Apple is latest Big Tech company to raise employee salaries

The news: Apple told employees Wednesday that it is increasing its overall compensation budgets and its starting salaries, per The Wall Street Journal.

A timely move: Faced with surging inflation, an upswell in labor unionization efforts, and resistance to full-time return-to-office plans, Apple is increasing its corporate and retail salaries across the board.

“Supporting and retaining the best team members in the world enables us to deliver the best, most innovative products and services for our customers,” an Apple spokesman said in a statement.
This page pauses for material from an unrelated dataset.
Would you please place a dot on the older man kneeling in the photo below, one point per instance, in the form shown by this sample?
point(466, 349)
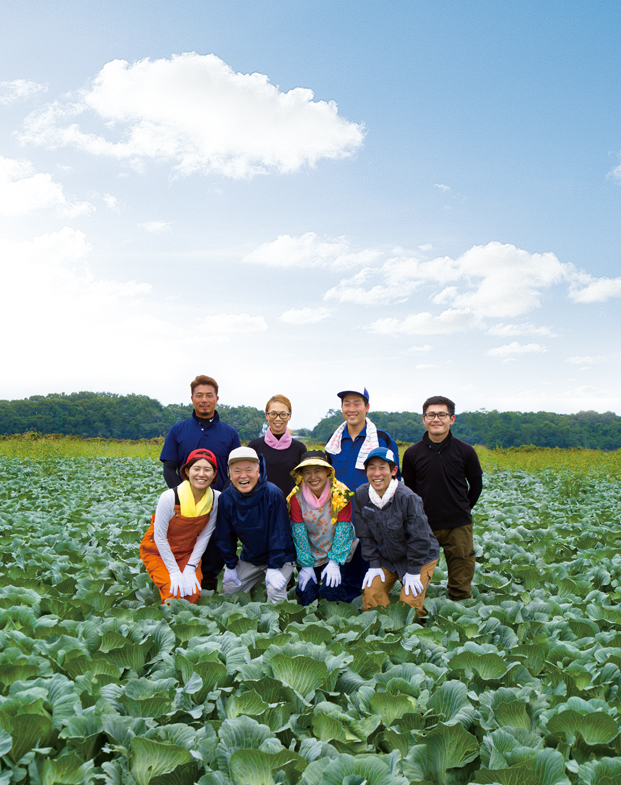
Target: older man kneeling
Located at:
point(254, 511)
  • Tech companies are doubling down on employee retention through pay raises, promotions, and incentives—a cheaper option than recruiting and training new talent, especially in a tight labor market
  • In context, U.S. employers posted a record 11.5 million job openings in March, and some 4.5 million Americans quit or changed positions, per The Washington Post.
  • Starting pay for Apple’s hourly workers in the U.S. will rise to $22 an hour, or a 10% increase from last year, per Business Standard, and a 45% increase from 2018. 
  • Some employees, including retail store workers, were told annual reviews would be moved up three months, with pay increases coming in July as opposed to the fall.
  • Tech companies like Amazon, Google, Microsoft and Apple are leaning on salary increases to retain talent now that incentives like stock options and equity may not be as attractive due to Big Tech’s era of uncertainty.
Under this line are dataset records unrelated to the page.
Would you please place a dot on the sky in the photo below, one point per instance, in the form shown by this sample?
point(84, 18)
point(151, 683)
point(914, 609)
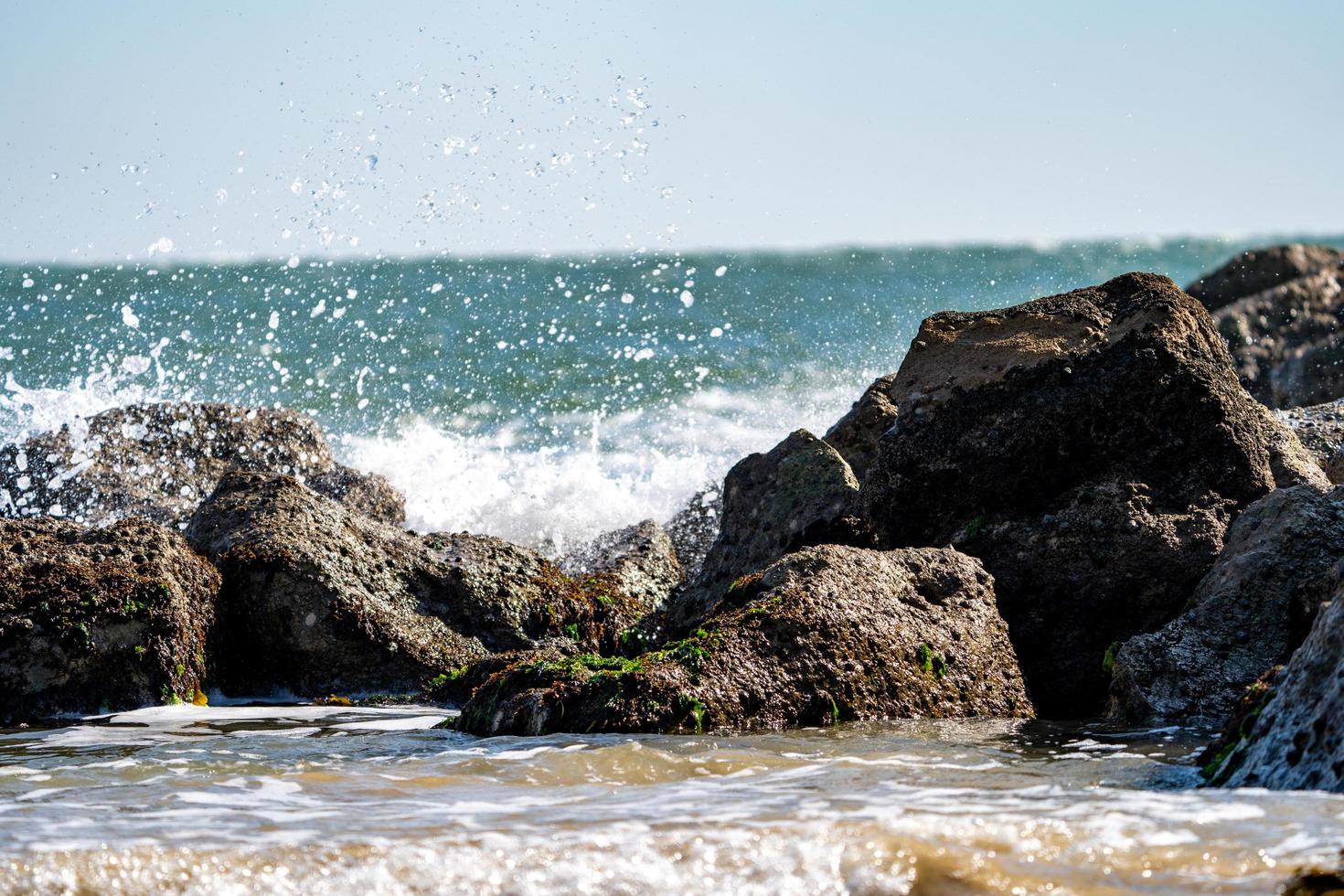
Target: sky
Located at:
point(308, 129)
Trendspotting: Employees who feel they are valued and supported during tougher economic times are more likely to remain and have better job satisfaction. Big Tech’s lead could serve as an example for other companies serious about retaining top talent. 

Counterpoint: Tech startups are going the opposite way, with less investment and a more conservative business environment. Many are scaling back and cutting jobs, per the Observer. This could lead to job seekers avoiding the tech startup sector.

This situation could result in decreased innovation, where monolithic companies continue to thrive as competition from beleaguered startups wanes.